De voorzieningenrechter heeft het verzoek op een zitting behandeld op 10 januari 2025, waar [verzoekers], vertegenwoordigd door mr.ir. J.M.M. Kroon, advocaat te Veenendaal, en de raad, vertegenwoordigd door A.M. Peters, zijn verschenen.
Partijen hebben toestemming gegeven onmiddellijk uitspraak te doen in de hoofdzaak.
Overwegingen
Overgangsrecht inwerkingtreding Omgevingswet
1. Op 1 januari 2024 zijn de Omgevingswet en de Invoeringswet Omgevingswet in werking getreden. Op grond van artikel 4.6, derde lid, van de Invoeringswet Omgevingswet blijft op een beroep tegen een besluit tot vaststelling van een bestemmingsplan waarvan het ontwerp vóór het tijdstip van inwerkingtreding van de Omgevingswet ter inzage is gelegd het recht zoals dat gold onmiddellijk vóór dat tijdstip van toepassing tot het bestemmingsplan onherroepelijk is.
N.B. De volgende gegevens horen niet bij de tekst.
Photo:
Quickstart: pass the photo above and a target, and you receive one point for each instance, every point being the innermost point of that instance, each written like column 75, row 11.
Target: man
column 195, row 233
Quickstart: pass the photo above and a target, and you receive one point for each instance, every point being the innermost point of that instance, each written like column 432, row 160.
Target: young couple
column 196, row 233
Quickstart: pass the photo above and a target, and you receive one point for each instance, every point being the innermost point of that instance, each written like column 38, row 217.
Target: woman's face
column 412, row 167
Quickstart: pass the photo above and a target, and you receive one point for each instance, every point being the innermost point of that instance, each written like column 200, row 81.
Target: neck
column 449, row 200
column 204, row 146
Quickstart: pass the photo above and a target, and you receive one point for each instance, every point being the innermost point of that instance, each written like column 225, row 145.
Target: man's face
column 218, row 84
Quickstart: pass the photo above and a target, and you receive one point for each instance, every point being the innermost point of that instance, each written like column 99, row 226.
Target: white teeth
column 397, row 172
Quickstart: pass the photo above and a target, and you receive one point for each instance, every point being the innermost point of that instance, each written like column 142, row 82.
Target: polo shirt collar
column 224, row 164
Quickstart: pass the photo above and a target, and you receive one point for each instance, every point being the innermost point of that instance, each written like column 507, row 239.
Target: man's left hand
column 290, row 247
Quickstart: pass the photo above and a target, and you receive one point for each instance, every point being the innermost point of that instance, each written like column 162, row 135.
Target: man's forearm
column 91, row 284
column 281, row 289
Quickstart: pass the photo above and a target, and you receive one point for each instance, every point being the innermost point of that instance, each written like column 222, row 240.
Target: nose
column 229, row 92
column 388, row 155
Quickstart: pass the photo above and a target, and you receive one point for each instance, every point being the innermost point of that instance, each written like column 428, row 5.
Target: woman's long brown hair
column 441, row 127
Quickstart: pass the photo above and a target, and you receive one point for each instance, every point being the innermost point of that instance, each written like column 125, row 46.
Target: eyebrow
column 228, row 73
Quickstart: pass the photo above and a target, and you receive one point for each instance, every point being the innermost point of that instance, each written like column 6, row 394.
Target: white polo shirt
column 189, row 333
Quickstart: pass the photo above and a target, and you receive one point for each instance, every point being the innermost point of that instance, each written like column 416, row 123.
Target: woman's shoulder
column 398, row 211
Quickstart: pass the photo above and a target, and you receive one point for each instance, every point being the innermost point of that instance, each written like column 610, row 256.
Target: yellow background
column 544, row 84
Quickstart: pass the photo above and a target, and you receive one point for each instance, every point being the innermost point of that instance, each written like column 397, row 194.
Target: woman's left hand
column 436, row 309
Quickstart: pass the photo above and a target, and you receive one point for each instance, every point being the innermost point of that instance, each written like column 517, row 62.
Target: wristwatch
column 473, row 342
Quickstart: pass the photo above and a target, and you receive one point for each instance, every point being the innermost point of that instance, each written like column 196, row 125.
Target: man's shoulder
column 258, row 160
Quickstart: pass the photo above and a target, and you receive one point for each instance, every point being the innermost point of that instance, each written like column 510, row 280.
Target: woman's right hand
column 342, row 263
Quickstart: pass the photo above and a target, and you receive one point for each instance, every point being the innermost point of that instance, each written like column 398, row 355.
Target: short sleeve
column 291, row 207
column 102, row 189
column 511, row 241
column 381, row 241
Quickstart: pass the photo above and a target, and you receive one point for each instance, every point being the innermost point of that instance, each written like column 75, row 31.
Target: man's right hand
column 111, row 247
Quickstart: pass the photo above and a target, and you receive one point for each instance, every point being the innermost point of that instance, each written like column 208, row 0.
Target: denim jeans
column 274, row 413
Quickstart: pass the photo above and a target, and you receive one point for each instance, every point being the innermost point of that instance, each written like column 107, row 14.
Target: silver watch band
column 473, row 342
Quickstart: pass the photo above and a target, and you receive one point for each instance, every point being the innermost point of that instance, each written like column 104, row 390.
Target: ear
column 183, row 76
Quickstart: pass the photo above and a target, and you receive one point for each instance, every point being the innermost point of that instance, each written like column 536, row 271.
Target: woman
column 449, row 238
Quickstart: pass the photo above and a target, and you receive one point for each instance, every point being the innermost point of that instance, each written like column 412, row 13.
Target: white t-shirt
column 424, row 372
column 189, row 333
Het ontwerpplan is op 14 december 2023 ter inzage gelegd. Dat betekent dat op deze beroepsprocedure het recht, waaronder de Wet ruimtelijke ordening (hierna: de Wro), zoals dat gold vóór 1 januari 2024 van toepassing blijft.
Kortsluiting
2. In dit geval kan nader onderzoek redelijkerwijs niet bijdragen aan de beoordeling van de zaak en bestaat ook overigens geen beletsel om met de toepassing van artikel 8:86, eerste lid, van de Awb onmiddellijk uitspraak te doen in de hoofdzaak.
Inleiding
3. Het plangebied ligt in het buitengebied ten westen van de kern Rheden aan de Lentsesteeg 13-15 in Rheden. Tot aan de inwerkingtreding van het plan gelden in het plangebied de bestemmingen "Bedrijven" en "Agrarisch gebied met landschappelijke en natuurwaarde" op grond van het bestemmingsplan "Buitengebied 1995" en de bestemmingen "Agrarisch met waarden- natuur en Landschap" en "Verkeer" op grond van het bestemmingsplan "Landelijk Gebied, locatie Lentsesteeg" uit 2015. Op grond van het plan gaat de bestemming "Wonen" gelden aan de westzijde van het plangebied, waardoor de bestaande bedrijfswoning een reguliere woning wordt. Op grond van het plan gaat op alle overige gronden in het plangebied, waaronder de gronden waarop een bedrijfsloods (hierna: de loods) staat, de bestemming "Agrarisch met waarden - natuur en landschap" gelden.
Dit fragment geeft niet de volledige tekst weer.